The twist on this classic is that Heather Grossman is a quadriplegic paralyzed from the neck down. She relies on a team of round-the-clock nurses to tend to her every need, from her breathing to her bowels.
Because she is unable to move, let alone physically defend herself, the abuse by her husband is even more serious in the eyes of the law. Nurses have witnessed it; the police have documented it.
John Grossman won't talk about his relationship with Heather. Through his attorney, Fred Petti, he denies all charges of abuse.
John was trained to take care of her when a nurse was not present. But Heather alleges he often didn't that he refused to suction mucus from her lungs, that he crammed food into her mouth, stabbed her with a fork, left her unattended for dangerously long periods of time.
When Heather complained to John, she says he threatened to send her children to foster care and put her in a nursing home, where, he assured her, she would be sexually abused.
The threat of a nursing home had weight. Heather's in-home medical care alone costs more than $250,000 a year, and John's millionaire father foots the bill. Estranged from her parents, with no money of her own, Heather says she had no choice but to endure the abuse. Her nurses eventually told the Paradise Valley Police Department, which launched an extensive investigation. Initially, like many victims, Heather and her children denied the abuse. But Heather finally got in touch with her parents -- calling them in secret with a nurse's help, in the dark so surveillance cameras wouldn't tip John off. She was able to have John removed from the house and file for divorce.
Last December, the police turned over a 1,000-plus-page report to the Maricopa County Attorney, recommending multiple felony charges against John. Detective Michael Cole, who has 14 years' experience in law enforcement, says it's the most detailed case he's ever worked on, one of the best substantiated -- and "one of the most egregious."
Paradise Valley only recommended felony charges in instances where what Heather and the kids told the cops was corroborated by third parties.
But in March, the county attorney declined prosecution, giving the police a flat turn down, without a request for more information. In April, County Attorney Rick Romley made headlines with a much-touted report on Child Protective Services and his contentions that abuse of children should not be tolerated.
Heather's parents have given the County Attorney's Office additional lists of witnesses. They've written to Governor Janet Napolitano and Attorney General Terry Goddard. Napolitano's office offered referrals to victims' rights groups, but otherwise they've gotten no response.
The Paradise Valley police have the option of filing misdemeanor charges in city court, but both the cops and Heather feel the alleged abuse warrants harsher punishment for John Grossman.
Time is running out. The statute of limitations for filing charges is one year; the last incident of alleged abuse was June 2, 2002.

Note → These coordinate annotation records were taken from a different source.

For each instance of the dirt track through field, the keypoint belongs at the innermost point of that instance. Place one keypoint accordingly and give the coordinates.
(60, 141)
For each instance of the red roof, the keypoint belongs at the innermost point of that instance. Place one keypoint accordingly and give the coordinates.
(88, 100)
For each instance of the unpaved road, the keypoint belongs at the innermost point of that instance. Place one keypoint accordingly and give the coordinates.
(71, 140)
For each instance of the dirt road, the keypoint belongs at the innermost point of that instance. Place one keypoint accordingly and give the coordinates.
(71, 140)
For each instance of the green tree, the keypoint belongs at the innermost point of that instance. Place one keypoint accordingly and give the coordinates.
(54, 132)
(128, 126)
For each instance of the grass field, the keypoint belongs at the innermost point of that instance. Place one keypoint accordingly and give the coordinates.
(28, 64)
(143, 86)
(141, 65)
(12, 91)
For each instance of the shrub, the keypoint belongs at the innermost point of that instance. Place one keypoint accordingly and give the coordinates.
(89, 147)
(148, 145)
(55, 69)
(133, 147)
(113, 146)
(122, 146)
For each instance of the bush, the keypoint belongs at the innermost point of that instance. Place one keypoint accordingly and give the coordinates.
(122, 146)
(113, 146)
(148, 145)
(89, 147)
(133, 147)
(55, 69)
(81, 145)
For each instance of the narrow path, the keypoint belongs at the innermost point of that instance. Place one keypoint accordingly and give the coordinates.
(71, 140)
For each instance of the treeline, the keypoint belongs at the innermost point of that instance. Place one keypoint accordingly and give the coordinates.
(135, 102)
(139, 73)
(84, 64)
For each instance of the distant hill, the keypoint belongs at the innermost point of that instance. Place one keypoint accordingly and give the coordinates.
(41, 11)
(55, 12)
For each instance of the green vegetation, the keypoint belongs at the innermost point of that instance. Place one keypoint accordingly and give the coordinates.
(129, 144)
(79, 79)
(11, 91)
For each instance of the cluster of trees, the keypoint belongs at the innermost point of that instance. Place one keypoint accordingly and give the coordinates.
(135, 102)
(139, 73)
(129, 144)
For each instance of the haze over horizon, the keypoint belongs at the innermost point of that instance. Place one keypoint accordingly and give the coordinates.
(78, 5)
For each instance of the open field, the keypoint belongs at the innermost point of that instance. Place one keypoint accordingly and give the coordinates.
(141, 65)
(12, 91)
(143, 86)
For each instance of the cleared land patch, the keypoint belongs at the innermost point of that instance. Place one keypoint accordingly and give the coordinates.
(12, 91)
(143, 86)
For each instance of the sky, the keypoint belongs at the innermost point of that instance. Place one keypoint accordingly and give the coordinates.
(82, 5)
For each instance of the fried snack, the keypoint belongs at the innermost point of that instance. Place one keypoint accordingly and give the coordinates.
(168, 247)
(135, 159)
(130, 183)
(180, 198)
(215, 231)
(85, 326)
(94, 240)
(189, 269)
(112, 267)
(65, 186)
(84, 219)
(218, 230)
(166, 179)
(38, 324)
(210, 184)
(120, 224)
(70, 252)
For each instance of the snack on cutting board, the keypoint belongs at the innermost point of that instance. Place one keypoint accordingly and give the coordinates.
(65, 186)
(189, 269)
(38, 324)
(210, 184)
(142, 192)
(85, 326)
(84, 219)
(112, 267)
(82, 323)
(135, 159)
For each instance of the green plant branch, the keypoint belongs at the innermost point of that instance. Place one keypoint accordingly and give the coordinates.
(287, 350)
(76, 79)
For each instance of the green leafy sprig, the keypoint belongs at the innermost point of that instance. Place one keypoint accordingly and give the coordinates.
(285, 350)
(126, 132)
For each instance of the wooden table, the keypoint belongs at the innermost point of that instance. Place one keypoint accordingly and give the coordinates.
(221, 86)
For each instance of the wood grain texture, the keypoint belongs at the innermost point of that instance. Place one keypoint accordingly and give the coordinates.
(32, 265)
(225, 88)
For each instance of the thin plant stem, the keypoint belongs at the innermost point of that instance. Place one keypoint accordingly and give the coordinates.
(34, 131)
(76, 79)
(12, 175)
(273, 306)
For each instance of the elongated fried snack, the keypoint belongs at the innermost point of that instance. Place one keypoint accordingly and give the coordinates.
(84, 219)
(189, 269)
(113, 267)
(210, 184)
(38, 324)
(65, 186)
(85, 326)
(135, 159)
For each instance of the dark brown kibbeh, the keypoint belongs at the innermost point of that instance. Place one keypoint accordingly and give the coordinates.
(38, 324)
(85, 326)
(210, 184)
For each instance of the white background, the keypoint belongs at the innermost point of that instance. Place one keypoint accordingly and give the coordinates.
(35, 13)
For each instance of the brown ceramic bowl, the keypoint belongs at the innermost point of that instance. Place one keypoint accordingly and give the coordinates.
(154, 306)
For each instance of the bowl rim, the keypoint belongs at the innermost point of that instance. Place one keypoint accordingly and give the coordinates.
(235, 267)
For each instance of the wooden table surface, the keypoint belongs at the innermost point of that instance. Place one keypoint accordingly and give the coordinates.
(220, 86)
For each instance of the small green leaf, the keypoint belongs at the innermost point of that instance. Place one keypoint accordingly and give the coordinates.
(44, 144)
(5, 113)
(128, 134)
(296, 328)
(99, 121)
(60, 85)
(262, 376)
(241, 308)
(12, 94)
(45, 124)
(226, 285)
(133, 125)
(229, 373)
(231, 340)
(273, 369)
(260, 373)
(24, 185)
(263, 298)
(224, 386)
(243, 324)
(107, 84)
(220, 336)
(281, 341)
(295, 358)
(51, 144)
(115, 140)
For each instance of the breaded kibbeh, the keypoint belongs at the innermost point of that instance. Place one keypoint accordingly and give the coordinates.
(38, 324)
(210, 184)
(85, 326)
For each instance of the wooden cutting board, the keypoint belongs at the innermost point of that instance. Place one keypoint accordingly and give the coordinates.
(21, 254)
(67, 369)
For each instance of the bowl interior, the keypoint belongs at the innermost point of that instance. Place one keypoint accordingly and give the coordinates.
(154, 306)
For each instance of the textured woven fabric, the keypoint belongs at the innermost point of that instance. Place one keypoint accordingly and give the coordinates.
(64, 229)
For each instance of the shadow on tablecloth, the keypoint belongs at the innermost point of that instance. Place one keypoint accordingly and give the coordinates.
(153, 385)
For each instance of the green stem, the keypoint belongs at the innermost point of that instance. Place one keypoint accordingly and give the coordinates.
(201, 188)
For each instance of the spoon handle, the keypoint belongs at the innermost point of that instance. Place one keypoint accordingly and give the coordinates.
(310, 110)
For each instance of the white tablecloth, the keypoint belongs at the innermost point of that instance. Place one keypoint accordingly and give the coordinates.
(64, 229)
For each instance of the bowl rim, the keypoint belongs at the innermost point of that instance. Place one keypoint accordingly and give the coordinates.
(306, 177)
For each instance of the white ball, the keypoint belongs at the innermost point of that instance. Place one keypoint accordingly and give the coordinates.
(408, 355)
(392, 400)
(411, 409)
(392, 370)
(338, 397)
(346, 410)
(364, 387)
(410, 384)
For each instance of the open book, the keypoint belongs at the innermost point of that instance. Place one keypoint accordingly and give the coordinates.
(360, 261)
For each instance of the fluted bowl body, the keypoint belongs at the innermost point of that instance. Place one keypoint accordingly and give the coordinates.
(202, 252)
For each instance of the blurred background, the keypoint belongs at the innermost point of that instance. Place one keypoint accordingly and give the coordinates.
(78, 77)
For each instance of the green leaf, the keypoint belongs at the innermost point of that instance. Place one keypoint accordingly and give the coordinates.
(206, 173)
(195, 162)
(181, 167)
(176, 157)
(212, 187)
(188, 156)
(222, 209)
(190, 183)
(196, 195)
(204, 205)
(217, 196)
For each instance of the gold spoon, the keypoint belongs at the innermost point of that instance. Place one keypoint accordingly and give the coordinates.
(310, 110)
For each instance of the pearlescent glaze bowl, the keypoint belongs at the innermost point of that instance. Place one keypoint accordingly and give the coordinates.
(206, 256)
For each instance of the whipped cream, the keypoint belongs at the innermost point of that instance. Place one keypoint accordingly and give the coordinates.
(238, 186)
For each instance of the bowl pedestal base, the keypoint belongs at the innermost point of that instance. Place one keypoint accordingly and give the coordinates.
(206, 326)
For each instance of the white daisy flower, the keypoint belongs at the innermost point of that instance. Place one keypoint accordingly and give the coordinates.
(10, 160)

Ralph and Florence Stephens, Heather's parents, say the abuse was close to deadly, that the stress of the situation alone was too much for Heather to endure. When they arrived in Paradise Valley last year, their 5'5" daughter weighed 93 pounds. Her blood pressure was soaring and she'd had pneumonia twice.
"When she called me," Florence remembers, "she said, Mom, I'm not going to last a year.'"
Florence Stephens had already watched romance apparently lead to tragedy once in her daughter's life.
Heather's first husband, Ron Samuels, has been charged with orchestrating the shooting that left her a quadriplegic and almost killed her.
In October 1997, Heather stood before a judge in Boca Raton, Florida, and told him that her ex-husband was going to kill her. For years, Heather had been embroiled in an ugly custody battle with Samuels. Recently, she had been getting death threats and hang-ups by phone at her home, which she shared with her three children and new husband, John Grossman.